Dataset features

The dataset’s features are the columns in the dataset matrix. The features are used in the Input or Target block in the Modeling view.

Above each feature, you can see the feature distribution as well as the label and shape.

If you select a feature you can change the label, the feature encoding, e.g., from numeric to categorical, and whether and how it should be normalized.

Feature set

A feature set consists of features that you want to group for use in the Input or Target block (it is possible to create a feature set with only one feature, but then it’s much simpler to use the feature as it is).
The feature sets are shown above the dataset features in the Dataset view.

If you select a feature set only the included features will be shown in the Datasets view.

Compatible dimensions
You can only combine features with compatible dimensions. This means all dimensions except one must be the same. For instance, you cannot create a feature set that includes 28x28x1 pixel images and scalar values, but you can combine 28x28x1 monochrome images with 28x28x3 RGB images.

Features and feature sets on the Peltarion Platform
Figure 1. Features and feature sets on the Peltarion Platform.

Example: We want to build a model that predicts the price of a house. Your training data consists of an image of a house and some numeric values about the house including its sale price. Then you should, as an input feature, create a feature set with all tabular features, excluding the price.
You can do exactly this in the tutorial "Predict California house prices".

How to create a feature set

  1. Click New feature set.

  2. In the Edit feature set pop-up, select the features you want to combine.
    You can only combine features with the compatible dimensions.

  3. If you need to, change the order of the features.

  4. Name the new feature set.

  5. Click Create.

Change order of features in a feature set

In most cases, the order of the features in a feature set is not relevant. The only time the order is relevant is when you want to reuse a pretrained model that was trained on features in a specific order.

Example: You want to use a model that has been trained on a feature set consisting of age, height, and weight (in this order). The new feature set you create for the new model must then use the same order.
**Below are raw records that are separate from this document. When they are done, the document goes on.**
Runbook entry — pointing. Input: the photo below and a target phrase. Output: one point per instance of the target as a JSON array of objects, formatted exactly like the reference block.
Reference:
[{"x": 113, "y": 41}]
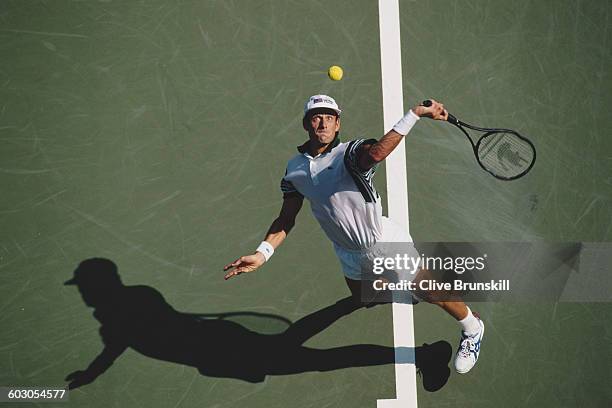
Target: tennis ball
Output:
[{"x": 335, "y": 73}]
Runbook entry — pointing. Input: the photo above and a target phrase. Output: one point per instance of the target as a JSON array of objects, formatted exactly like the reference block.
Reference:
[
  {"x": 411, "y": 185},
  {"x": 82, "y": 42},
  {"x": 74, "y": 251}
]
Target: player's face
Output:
[{"x": 323, "y": 127}]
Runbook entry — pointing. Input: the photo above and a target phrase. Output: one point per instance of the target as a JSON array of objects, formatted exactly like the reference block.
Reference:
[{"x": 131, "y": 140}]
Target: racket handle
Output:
[{"x": 451, "y": 119}]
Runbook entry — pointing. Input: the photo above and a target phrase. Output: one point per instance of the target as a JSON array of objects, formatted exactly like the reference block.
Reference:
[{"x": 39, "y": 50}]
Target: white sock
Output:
[{"x": 469, "y": 324}]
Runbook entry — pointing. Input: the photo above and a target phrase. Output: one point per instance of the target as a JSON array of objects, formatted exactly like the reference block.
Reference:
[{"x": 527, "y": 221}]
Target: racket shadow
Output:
[{"x": 139, "y": 317}]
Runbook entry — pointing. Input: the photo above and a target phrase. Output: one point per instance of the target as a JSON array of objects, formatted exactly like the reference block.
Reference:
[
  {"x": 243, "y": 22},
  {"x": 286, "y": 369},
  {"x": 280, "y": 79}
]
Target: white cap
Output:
[{"x": 321, "y": 101}]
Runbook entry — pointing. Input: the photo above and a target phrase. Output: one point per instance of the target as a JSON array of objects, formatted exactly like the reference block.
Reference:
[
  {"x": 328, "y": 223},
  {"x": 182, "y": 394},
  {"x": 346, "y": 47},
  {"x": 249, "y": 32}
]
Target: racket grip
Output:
[{"x": 451, "y": 119}]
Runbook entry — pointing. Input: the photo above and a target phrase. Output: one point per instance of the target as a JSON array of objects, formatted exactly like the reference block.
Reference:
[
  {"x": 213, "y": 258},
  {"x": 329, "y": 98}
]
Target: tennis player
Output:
[{"x": 337, "y": 180}]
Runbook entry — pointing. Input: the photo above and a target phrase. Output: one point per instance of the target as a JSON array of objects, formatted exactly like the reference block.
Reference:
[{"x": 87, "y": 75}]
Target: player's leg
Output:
[{"x": 472, "y": 327}]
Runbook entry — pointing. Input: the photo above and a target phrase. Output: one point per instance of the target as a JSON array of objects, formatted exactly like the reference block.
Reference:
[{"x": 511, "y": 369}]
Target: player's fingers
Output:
[
  {"x": 235, "y": 263},
  {"x": 230, "y": 274}
]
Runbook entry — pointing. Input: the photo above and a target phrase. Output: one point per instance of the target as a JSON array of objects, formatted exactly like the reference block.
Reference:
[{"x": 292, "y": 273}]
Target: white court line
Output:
[{"x": 397, "y": 197}]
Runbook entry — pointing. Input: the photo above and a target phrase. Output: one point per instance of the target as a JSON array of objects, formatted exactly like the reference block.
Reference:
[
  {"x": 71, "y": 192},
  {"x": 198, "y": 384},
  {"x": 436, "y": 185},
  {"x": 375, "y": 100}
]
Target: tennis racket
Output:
[{"x": 503, "y": 153}]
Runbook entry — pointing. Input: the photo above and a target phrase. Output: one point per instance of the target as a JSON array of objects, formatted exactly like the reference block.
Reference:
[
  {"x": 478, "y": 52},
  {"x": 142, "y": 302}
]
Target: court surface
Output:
[{"x": 155, "y": 134}]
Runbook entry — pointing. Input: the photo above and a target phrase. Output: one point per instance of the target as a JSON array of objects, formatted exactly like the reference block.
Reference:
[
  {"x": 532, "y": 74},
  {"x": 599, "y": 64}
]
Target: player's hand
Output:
[
  {"x": 244, "y": 264},
  {"x": 436, "y": 111}
]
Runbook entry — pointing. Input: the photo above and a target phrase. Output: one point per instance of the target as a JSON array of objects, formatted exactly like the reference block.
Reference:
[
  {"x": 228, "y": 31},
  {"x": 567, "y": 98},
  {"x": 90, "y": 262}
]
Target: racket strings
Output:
[{"x": 505, "y": 154}]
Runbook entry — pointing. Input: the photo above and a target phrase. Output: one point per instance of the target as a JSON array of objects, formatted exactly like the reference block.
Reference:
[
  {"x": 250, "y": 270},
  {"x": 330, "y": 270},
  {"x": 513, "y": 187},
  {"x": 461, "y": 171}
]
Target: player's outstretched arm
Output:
[
  {"x": 373, "y": 154},
  {"x": 277, "y": 233}
]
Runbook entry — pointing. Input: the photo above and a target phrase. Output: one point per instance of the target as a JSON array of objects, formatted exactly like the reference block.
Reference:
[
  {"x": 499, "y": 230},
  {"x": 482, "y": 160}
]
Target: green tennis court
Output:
[{"x": 155, "y": 135}]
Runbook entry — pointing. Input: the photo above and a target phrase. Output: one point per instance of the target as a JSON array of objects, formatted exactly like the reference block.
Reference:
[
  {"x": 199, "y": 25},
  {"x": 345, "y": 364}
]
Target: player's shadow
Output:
[{"x": 140, "y": 318}]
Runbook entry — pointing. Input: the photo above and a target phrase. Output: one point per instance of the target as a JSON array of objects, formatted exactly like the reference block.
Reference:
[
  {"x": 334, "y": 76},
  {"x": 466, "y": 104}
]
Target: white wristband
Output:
[
  {"x": 266, "y": 249},
  {"x": 406, "y": 123}
]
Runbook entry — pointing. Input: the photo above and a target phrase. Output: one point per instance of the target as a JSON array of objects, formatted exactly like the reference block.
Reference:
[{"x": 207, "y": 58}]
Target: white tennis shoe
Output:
[{"x": 469, "y": 349}]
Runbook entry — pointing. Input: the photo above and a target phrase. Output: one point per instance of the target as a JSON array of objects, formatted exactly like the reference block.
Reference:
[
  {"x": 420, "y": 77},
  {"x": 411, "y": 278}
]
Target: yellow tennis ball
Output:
[{"x": 335, "y": 73}]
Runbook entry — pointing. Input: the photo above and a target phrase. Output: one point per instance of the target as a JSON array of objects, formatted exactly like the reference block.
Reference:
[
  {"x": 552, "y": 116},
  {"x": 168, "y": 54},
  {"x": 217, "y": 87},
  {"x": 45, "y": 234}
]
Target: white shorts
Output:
[{"x": 360, "y": 263}]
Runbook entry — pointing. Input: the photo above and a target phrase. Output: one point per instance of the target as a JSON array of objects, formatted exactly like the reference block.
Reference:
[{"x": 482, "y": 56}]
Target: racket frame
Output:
[{"x": 489, "y": 131}]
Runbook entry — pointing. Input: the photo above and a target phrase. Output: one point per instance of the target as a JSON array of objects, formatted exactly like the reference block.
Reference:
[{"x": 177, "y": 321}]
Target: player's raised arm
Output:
[
  {"x": 377, "y": 152},
  {"x": 276, "y": 234}
]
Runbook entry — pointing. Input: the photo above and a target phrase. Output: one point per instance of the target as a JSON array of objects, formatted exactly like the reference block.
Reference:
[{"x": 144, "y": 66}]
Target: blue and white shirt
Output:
[{"x": 342, "y": 196}]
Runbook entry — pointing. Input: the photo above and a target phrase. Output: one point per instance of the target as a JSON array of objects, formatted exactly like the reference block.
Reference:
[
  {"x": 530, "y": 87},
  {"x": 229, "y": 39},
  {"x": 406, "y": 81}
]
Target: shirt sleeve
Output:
[
  {"x": 288, "y": 189},
  {"x": 351, "y": 157}
]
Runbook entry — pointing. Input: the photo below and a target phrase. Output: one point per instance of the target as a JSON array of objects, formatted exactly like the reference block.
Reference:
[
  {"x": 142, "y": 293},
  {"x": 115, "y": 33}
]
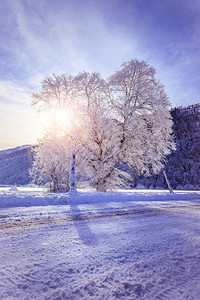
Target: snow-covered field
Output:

Otherwise, someone that is 185 cm tall and weighs 80 kg may be interpreted as 80 cm tall and 185 kg heavy, that is, considerably shorter and fatter.

The order of the features is shown in the Selected features section in the Edit feature set pop-up. This pop-up opens when you create or edit a feature set.

To change the order of the features, hover over the feature you want to move and click on the arrow.

Click an arrow to change the order of the features.
Figure 2. The Selected feature section in the Edit feature set pop-up. Click an arrow to change the feature order of the features.